Medication adherence in HIV-positive African Americans: The roles of age, health beliefs, and sensation seeking

Abstract We examined how two critical constructs, health beliefs and sensation seeking, influence combination antiretroviral therapy adherence in HIV + African Americans, and whether these factors mediate the association between age and adherence. Two hundred and eighty-six HIV + African Americans participated in this observational study. Path analyses revealed that higher levels of a specific health belief, perceived utility of treatment, and lower levels of a sensation seeking component, Thrill and Adventure Seeking, directly predicted optimal adherence. The influence of age on adherence was partially mediated by lower Thrill and Adventure Seeking levels. Depression predicted adherence via perceived utility of treatment and Thrill and Adventure Seeking, whereas current substance abuse and dependence did via Thrill and Adventure Seeking. Poorer neurocognitive function had a direct, adverse effect on adherence. Our findings suggest that supporting the development of more positive perceptions about HIV treatment utility may help increase medication adherence among African Americans.
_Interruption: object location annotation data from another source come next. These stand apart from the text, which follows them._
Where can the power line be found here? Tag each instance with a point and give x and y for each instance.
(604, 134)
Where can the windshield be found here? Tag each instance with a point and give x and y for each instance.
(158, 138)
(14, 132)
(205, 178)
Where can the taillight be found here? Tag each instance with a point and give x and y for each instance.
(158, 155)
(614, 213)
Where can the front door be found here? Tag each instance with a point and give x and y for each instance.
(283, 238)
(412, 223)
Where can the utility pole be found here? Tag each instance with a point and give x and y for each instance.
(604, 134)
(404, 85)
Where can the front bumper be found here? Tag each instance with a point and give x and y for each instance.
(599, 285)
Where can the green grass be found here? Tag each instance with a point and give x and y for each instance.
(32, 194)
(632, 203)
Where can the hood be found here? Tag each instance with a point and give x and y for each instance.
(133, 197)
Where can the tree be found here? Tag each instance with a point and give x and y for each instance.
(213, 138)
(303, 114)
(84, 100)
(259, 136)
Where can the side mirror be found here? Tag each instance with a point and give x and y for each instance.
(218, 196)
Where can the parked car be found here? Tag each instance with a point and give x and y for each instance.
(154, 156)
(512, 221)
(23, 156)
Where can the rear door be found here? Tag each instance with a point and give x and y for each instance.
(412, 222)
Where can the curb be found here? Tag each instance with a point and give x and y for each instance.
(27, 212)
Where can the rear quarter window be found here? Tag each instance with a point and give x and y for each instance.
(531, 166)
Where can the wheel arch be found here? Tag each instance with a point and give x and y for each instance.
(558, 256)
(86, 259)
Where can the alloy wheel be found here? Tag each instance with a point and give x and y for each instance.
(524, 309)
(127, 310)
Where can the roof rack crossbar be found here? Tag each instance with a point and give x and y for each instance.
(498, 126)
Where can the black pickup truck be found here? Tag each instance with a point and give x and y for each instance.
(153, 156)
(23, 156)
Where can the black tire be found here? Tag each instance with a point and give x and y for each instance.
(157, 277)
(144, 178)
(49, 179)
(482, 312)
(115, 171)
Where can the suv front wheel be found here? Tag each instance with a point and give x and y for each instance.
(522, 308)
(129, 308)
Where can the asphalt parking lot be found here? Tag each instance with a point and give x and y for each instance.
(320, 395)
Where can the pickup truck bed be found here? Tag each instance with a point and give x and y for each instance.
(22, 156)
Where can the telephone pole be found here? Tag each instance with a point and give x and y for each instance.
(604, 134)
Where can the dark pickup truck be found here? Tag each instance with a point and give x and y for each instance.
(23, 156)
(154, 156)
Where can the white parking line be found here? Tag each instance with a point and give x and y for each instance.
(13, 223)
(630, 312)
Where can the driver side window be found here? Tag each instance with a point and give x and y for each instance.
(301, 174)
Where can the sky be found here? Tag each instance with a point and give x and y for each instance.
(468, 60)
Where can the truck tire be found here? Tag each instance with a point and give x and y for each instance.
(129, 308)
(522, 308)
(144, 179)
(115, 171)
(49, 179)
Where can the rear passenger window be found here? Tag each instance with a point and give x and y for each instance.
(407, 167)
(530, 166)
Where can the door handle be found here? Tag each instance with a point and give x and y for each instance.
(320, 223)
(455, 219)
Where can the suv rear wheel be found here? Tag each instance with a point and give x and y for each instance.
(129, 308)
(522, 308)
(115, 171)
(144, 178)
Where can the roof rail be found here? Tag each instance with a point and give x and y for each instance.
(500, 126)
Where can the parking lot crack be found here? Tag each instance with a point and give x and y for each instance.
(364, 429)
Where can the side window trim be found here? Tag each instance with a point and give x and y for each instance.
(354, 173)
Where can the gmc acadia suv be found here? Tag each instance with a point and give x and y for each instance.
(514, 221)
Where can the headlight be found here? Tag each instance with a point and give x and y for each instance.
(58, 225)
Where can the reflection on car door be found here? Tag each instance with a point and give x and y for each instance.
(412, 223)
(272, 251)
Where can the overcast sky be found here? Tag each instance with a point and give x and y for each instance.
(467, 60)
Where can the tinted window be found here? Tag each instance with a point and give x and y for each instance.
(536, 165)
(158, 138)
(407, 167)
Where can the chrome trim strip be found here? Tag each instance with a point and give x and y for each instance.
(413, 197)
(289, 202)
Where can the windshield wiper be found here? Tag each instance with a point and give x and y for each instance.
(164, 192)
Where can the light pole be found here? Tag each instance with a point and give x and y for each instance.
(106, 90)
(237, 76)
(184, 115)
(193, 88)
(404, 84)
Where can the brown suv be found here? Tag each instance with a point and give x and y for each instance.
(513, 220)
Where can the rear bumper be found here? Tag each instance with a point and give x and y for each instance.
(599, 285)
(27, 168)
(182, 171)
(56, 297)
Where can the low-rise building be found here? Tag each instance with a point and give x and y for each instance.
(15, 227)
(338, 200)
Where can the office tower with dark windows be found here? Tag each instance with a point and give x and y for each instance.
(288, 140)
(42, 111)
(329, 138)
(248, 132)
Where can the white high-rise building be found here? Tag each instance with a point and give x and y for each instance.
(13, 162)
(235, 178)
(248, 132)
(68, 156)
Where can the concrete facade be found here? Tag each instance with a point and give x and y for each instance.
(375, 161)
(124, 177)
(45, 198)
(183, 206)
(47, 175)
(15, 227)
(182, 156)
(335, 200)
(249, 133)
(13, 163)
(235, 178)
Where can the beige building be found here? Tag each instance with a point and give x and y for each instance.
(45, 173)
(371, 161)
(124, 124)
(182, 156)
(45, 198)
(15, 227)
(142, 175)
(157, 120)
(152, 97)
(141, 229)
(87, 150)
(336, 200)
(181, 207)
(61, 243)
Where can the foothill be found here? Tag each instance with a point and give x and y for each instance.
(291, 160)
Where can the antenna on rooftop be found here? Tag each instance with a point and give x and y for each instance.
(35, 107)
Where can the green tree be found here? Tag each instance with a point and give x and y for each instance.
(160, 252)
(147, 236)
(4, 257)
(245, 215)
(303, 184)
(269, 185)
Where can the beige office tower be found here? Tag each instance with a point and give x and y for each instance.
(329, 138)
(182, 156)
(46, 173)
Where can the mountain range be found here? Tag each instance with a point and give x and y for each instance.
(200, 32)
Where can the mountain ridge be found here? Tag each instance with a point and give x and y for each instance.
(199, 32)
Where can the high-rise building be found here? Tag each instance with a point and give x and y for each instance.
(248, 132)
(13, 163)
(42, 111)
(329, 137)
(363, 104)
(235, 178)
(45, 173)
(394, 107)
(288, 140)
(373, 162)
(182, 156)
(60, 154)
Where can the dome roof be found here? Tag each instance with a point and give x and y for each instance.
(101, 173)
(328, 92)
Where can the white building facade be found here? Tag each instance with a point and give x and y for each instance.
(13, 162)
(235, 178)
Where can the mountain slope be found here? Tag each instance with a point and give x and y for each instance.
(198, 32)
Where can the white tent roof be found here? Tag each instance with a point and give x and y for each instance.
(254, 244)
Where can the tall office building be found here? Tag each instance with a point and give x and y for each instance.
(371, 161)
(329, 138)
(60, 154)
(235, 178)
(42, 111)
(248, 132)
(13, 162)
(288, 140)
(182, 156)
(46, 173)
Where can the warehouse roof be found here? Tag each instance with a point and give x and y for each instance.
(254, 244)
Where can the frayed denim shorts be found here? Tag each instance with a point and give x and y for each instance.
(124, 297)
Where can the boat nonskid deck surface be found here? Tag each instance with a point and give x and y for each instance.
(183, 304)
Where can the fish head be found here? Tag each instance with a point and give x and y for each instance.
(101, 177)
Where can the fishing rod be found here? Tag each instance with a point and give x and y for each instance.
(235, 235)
This may be particularly relevant for those with higher levels of depression symptoms, which were directly associated with negative perceptions about treatment. Additionally, clinicians can assess sensation seeking tendencies to help identify HIV + African Americans at risk for suboptimal adherence. Compensatory strategies for medication management may help improve adherence among HIV + individuals with poorer neurocognitive function.